El desinterés por la política formal -una forma de expresar el descontento discutida anteriormente- y la falta de discusiones sobre LA política fueron temas clave en estos cambios.
¿Pero cómo se puede hablar de un involucramiento político con estos puntos?, simple.

En esta etapa de la historia, se deja de preocupar tanto de LA política y se empieza a preocupar más de LO político -y éste punto, como nota, me parece fantástico que haya sido destacado en el IDH 2015-.

Ya se comienzan a llevar a cabo debates públicos que incluyen a los estudiantes como “La Revolución Pingüina” y las protestas en contra de Hidro Aysén. Las personas ya no están desinteresadas en lo político como sí lo estaban en los 90s.

Todo esto, aunque muchas veces no en sus intenciones reales, han traido pequeños cambios, pequeñas mejoras que se van sumando poco a poco para lograr un IDH mejor.
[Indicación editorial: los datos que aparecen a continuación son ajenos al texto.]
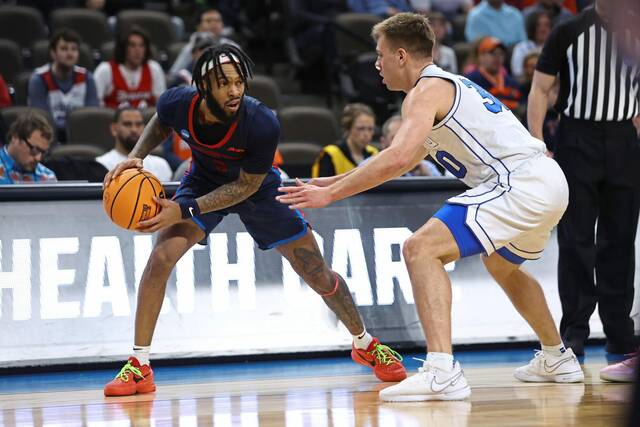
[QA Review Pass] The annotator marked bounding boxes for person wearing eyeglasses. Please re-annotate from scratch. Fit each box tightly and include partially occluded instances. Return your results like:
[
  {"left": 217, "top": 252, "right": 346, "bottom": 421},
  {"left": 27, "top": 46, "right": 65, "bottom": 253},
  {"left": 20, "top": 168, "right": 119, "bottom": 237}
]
[
  {"left": 311, "top": 103, "right": 378, "bottom": 178},
  {"left": 0, "top": 112, "right": 57, "bottom": 185}
]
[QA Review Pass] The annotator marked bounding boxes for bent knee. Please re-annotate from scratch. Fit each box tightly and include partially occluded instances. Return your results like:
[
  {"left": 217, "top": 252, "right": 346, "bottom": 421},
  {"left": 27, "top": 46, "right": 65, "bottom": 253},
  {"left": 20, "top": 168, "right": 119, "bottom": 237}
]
[
  {"left": 481, "top": 252, "right": 520, "bottom": 282},
  {"left": 402, "top": 233, "right": 454, "bottom": 263}
]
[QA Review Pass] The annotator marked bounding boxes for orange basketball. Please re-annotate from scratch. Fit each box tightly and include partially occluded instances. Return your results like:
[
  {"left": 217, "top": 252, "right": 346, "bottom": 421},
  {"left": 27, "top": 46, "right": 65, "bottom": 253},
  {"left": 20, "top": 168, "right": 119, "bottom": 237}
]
[{"left": 102, "top": 169, "right": 165, "bottom": 230}]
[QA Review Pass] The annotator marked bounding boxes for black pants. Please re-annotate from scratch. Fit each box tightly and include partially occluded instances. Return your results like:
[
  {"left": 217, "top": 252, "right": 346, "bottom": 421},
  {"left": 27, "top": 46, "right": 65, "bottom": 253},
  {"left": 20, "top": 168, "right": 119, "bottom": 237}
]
[{"left": 555, "top": 117, "right": 640, "bottom": 353}]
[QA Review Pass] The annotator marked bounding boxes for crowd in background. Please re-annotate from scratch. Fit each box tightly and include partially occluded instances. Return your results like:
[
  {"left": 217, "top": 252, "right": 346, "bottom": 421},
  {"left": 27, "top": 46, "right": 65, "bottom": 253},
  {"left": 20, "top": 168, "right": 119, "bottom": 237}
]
[{"left": 0, "top": 0, "right": 590, "bottom": 183}]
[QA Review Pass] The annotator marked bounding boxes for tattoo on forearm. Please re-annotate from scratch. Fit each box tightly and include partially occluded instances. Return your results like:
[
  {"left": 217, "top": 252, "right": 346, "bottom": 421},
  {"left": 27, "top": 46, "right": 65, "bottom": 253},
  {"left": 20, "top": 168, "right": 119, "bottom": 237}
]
[
  {"left": 197, "top": 170, "right": 265, "bottom": 213},
  {"left": 129, "top": 114, "right": 171, "bottom": 159},
  {"left": 290, "top": 248, "right": 364, "bottom": 335}
]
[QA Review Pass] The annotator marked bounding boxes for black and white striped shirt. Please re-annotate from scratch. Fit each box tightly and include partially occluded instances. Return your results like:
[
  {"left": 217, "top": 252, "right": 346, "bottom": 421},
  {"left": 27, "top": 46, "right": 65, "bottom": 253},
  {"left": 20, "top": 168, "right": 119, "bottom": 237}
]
[{"left": 536, "top": 8, "right": 639, "bottom": 121}]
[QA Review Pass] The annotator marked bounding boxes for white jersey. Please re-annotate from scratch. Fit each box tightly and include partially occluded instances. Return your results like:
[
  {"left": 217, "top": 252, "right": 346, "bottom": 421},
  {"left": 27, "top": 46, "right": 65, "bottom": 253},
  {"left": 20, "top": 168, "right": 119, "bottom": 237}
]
[{"left": 420, "top": 65, "right": 545, "bottom": 194}]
Pero no todo es bueno. se comenzó a tomar un punto de vista más apurado frente al mundo -y cortoplacista en gran parte-, y asímismo, menos planeado cualitativamente.

Las personas se mostraron, sí, más incómodas con la situación política, y con más interés en lo político, pero según datos, menos disposición de esforzarse por eso -el 35% de todos los que dicen estar interesados en un cambio político están dispuestos a usar parte de su tiempo libre para realmente hacer un cambio-,

Sin embargo, a pesar de todo esto, y gracias a la parte buena de estos movimientos, sí se han logrado cambios positivos en nuestro estilo de vida, sumado también al crecimiento económico, tecnológico y especialmente social.

Durante los años, con el crecimiento de la calidad de vida de nuestra gente, se puede ver, de la mano, un dato simple, un dato cotidiano: Nuestra visión acerca de los sueños y el poder hacer cambios.

Podemos, en nuestra naturaleza animal, destacar lo malo por sobre todas las cosas.
Podemos hablar de que hay más corrupción, pero comprobar que, en realidad, hay menos, pero ahora se sabe.
Podemos decir que hay menos trabajo, y no podemos negar el interés internacional de los inmigrantes en venir a trabajar con y para nosotros
Podemos gritar que hay más asaltos, pero darnos cuenta de que la prensa roja repite y repite cosas que antes simplemente no se mostraban, por rating probablemente.

Pero no podemos negar, por nada del mundo, de que, en general, estamos mucho mejor que antes, tecnológica, económica, y en especial, en nuestra mentalidad, que antes.

Y que las botas en las que caminamos son mucho más livianas que las de antaño.